Boston Bruins belongs to the B group.
Buffalo Sabres belongs to the C group.
Calgary Flames belongs to the C group.
Chicago Blackhawks belongs to the C group.
Detroit Red Wings belongs to the A group.
Edmonton Oilers belongs to the C group.
Hartford Whalers belongs to the D group.
Los Angeles Kings belongs to the C group.
Minnesota North Stars belongs to the D group.
Montreal Canadiens belongs to the C group.
New Jersey Devils belongs to the A group.
New York Islanders belongs to the D group.
New York Rangers belongs to the C group.
Philadelphia Flyers belongs to the B group.
Pittsburgh Penguins belongs to the B group.
Quebec Nordiques belongs to the C group.
St. Louis Blues belongs to the B group.
Toronto Maple Leafs belongs to the C group.
Vancouver Canucks belongs to the B group.
Washington Capitals belongs to the C group.
Winnipeg Jets belongs to the D group.
Atlanta Thrashers belongs to the D group.
Carolina Hurricanes belongs to the C group.
Colorado Avalanche belongs to the B gr

## Determination of odds per league

Here we set the betting odds for each league, which will allow us to draw final conclusions and establish the basic odds for individual teams.

In [18]:
df["group"] = df["team"].apply(assign_team_to_league)

groups = pd.pivot_table(
    df,
    values="victory_percentage",
    index="group",
    aggfunc="mean"
)

groups

Unnamed: 0_level_0,victory_percentage
group,Unnamed: 1_level_1
A,56.016667
B,49.665517
C,44.678797
D,38.140506


Now, we can calculate the final base betting odds.

In [19]:
def base_odds(group1,group2):
    groups = pd.pivot_table(
    df,
    values="victory_percentage",
    index="group",
    aggfunc="mean")
    
    p1 = groups.loc[group1, "victory_percentage"]
    p2 = groups.loc[group2, "victory_percentage"]

    
    total = p1 + p2
    prob = p1 / total

    result = get_betting_odds(prob)

    return result

In [23]:
base_odds("D","A")

2.468692265994048

# Discussion

We have obtained certain odds values for each league.
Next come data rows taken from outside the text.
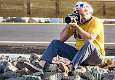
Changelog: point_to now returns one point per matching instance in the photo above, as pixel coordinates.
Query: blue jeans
(87, 55)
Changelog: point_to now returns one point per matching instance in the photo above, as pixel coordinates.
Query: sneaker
(33, 68)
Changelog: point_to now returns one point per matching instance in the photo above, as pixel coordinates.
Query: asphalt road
(41, 32)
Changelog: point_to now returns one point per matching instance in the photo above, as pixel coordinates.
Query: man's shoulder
(96, 19)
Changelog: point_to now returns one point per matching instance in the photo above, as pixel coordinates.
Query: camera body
(71, 17)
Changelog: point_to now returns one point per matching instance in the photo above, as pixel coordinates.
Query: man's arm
(85, 35)
(64, 35)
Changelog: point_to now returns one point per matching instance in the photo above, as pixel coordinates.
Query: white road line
(37, 42)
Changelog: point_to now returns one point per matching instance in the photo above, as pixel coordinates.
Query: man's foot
(32, 68)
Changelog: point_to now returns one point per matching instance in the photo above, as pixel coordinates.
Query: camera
(71, 17)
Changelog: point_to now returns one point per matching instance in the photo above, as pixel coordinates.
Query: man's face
(84, 14)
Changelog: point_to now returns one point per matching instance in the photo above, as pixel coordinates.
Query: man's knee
(55, 42)
(88, 42)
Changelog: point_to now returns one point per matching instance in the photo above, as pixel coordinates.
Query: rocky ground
(23, 68)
But how does this translate into real business? The entire task was about determining certain values from which a bookmaker can begin operations. Correct determination of these values is critical to attract customers to place bets with us, and on the other hand, inappropriate determination may lead to financial losses in the first days of operation.

For the purposes of this assignment, the calculation of betting odds was intentionally simplified.